Divertenti aneddoti che raccontano i “San Marco Guardian” sull'attività svolta in questi mesi nell’area Marciana. "Un'esperienza positiva tra pubblico e privato", spiega Agostini

 

“Dove sono gli Uffizi?”. E ancora: “Per la stazione Termini dove devo andare?”. Sono davvero mille gli aneddoti che raccontano i “San Marco Guardian” sull'attività svolta in questi mesi nell’area marciana. C'è il turista che prepara un vero e proprio pic-nic per tutta la famiglia e lo dispone ordinatamente sulle gradinate delle Procuratie, con tanto di babà al rhum per dessert; o chi si serve della fontanella per i piccioni posta in Piazzetta dei Leoncini per lavare il bebè; o chi, ancora, si taglia le unghie dei piedi seduto da qualche parte della Piazza.

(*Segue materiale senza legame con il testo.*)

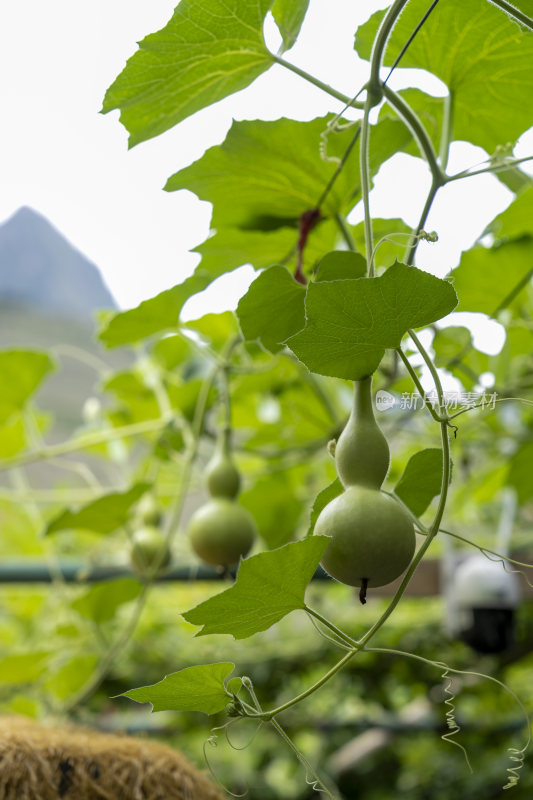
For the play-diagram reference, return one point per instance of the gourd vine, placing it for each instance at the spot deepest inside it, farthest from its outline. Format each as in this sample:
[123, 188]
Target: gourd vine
[225, 470]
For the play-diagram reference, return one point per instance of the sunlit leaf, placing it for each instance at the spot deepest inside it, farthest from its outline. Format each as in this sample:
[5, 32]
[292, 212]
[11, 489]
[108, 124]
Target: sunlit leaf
[21, 372]
[101, 516]
[421, 480]
[268, 586]
[199, 688]
[487, 68]
[158, 314]
[206, 51]
[289, 15]
[341, 264]
[487, 278]
[24, 667]
[350, 323]
[272, 309]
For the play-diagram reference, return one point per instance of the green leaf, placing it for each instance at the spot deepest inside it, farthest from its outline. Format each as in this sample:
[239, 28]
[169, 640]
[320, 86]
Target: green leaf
[454, 350]
[350, 323]
[101, 516]
[70, 677]
[199, 688]
[101, 601]
[272, 309]
[23, 667]
[389, 251]
[321, 500]
[289, 15]
[206, 52]
[421, 480]
[341, 264]
[483, 58]
[158, 314]
[275, 507]
[268, 586]
[516, 220]
[272, 171]
[485, 276]
[232, 247]
[21, 373]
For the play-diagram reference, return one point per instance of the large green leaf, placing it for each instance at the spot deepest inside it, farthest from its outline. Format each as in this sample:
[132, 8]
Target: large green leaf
[517, 219]
[268, 586]
[101, 516]
[101, 601]
[233, 247]
[482, 56]
[199, 688]
[289, 15]
[272, 171]
[351, 323]
[272, 309]
[486, 277]
[421, 480]
[158, 314]
[21, 373]
[206, 52]
[341, 264]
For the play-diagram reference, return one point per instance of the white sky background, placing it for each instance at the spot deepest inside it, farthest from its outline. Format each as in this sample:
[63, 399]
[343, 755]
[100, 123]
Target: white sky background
[61, 157]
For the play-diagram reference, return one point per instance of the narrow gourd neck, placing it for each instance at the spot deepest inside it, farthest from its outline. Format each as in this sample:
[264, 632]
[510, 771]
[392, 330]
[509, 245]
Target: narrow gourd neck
[362, 454]
[362, 400]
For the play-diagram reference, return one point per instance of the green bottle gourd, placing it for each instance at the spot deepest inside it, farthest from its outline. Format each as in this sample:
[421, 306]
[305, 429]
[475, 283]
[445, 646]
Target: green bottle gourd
[372, 537]
[221, 532]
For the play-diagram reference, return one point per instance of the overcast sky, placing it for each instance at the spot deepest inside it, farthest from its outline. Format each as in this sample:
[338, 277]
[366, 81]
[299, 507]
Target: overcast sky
[70, 163]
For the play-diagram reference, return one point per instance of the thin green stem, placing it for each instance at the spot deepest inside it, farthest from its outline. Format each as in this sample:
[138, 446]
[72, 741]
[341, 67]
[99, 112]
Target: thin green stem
[404, 110]
[364, 165]
[433, 370]
[107, 661]
[345, 232]
[380, 42]
[447, 131]
[490, 168]
[269, 715]
[514, 12]
[410, 253]
[328, 624]
[420, 388]
[318, 83]
[85, 442]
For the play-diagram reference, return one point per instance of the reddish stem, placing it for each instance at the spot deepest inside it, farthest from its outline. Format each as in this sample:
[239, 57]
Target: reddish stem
[307, 222]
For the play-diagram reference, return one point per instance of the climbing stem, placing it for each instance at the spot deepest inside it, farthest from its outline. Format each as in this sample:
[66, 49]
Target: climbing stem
[514, 12]
[333, 628]
[380, 42]
[447, 131]
[345, 232]
[418, 385]
[316, 82]
[420, 134]
[364, 165]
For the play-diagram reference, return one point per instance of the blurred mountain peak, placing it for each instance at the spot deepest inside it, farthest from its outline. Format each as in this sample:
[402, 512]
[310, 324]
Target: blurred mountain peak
[40, 269]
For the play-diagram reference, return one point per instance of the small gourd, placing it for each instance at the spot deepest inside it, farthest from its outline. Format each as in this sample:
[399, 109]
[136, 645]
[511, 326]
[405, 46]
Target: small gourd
[150, 552]
[372, 537]
[221, 532]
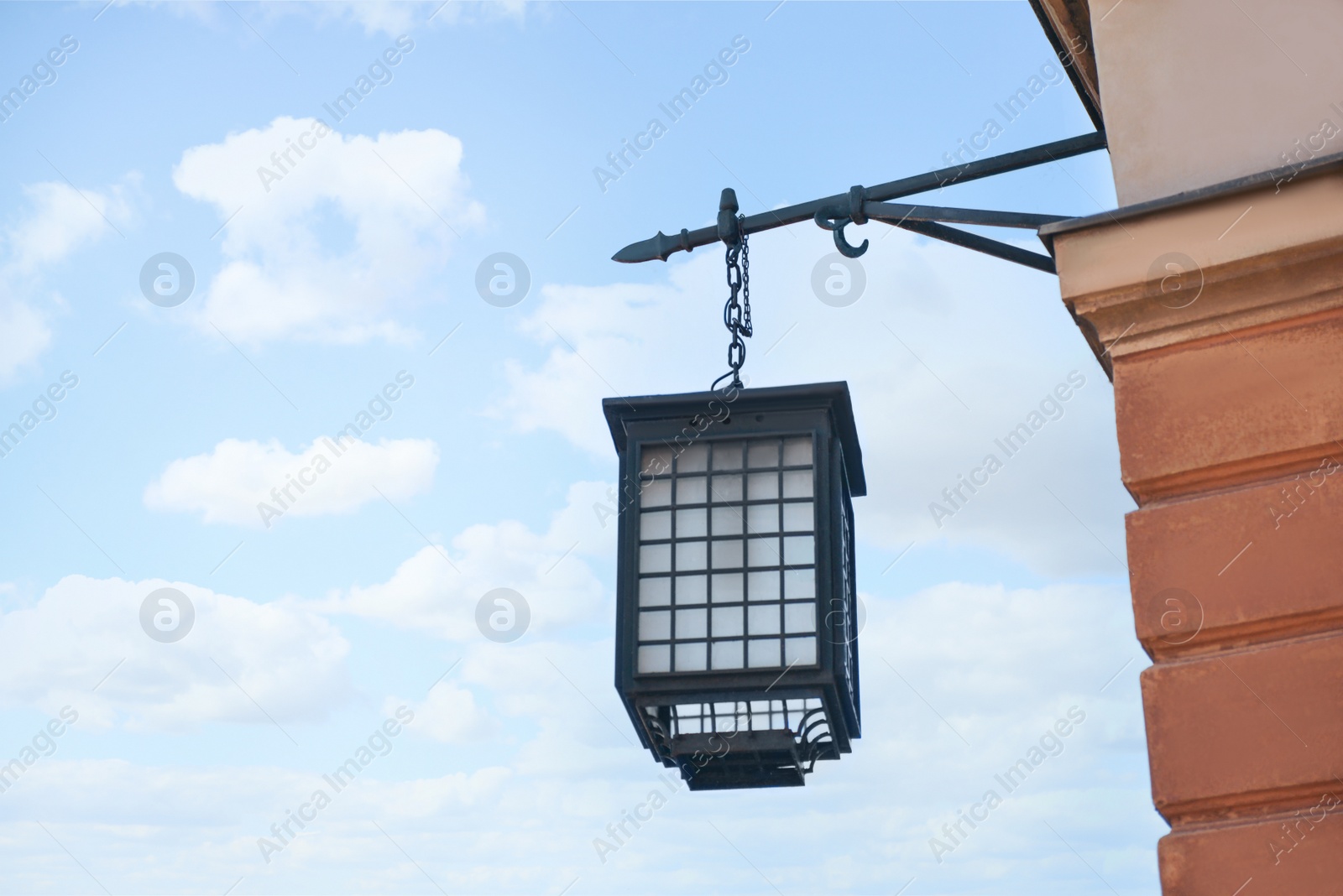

Ma la stragrande maggioranza delle persone, alla cortese richiesta dei giovani in maglietta arancione, si alzano e si scusano, riconoscendo poco educato il loro comportamento.
 
Racconti di vita, snocciolati a Ca’ Farsetti alla presenza dell’assessore al Commercio Carla Rey, del direttore generale del Comune di Venezia, Marco Agostini, e del presidente dell’Associazione Piazza San Marco, Alberto Nardi, per fare il punto sul servizio di hostess e steward che, coadiuvando gli agenti della Polizia Municipale, ricordano ai visitatori le regole da rispettare nella meta più ambita della città, ma forniscono anche informazioni logistiche o di carattere turistico, o ancora offrono un aiuto, laddove necessario. “Un'esperienza positiva di collaborazione tra pubblico e privato – ha evidenziato il direttore generale Agostini - con la presenza di personale qualificato, che sta dando il risultato di una Piazza più in ordine, tanto che tale progetto è stato assunto a esperienza pilota a livello nazionale e monitorato, per il tramite della Prefettura, dal Ministero degli Interni”. Agostini ha puntualizzato che il compito dei Guardian non è certo quello di sostituire gli agenti della Polizia municipale, ma “di fare opera di dissuasione, informazione, buona educazione”, coadiuvando, in tal modo, gli agenti della Polizia locale.
 
In conclusione, il direttore generale ha ricordato che a Venezia i reati legati al turismo sono a livelli minimi (si è ridotto drasticamente, ad esempio, il numero dei borseggi) e comunque in linea con le altre città turistiche, e che pertanto ogni allarmismo non è giustificato e genera solo insicurezza tra i cittadini.